In general, DCNN training requires a large number of manually annotated samples in order to avoid overfitting. In this study, we generated nearly 1 million image patches for DCNN training. Although the number of patches was huge, a lot of patches may be highly correlated because of the physical overlap as well as the fact that many patches were extracted from each image. Our domain adaptation resampling was designed to further regularize the DCNN training. It was found that domain adaptation resampling substantially improved the training stability of DCNN in our application. In contrast, its effect on statistical learning was not obvious although it was slightly better than regular cross validation. This may be due to the simplicity of LASSO in comparison to DCNN.

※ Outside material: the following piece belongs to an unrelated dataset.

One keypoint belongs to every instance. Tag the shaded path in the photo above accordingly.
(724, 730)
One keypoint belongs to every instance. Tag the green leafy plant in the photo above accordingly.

In this study, we chose our network structure based on previous studies (Pinto et al 2009, Cox and Pinto 2011). Our network structure was inspired by HT-L3 network (Pinto et al 2009). The HT-L3 convolutional network with 3 feature generation layers is a technique for learning feature representations of images through an architecture search procedure. They compared the results of HT-L2 and HT-L3, and observed that HT-L3 had a better performance. Fonseca et al. (Fonseca et al 2017) recently found that HT-L3 was a good feature extractor for automated BI-RADS density classification in which the convolutional layers were fixed with pre-trained weights using the ImageNet dataset.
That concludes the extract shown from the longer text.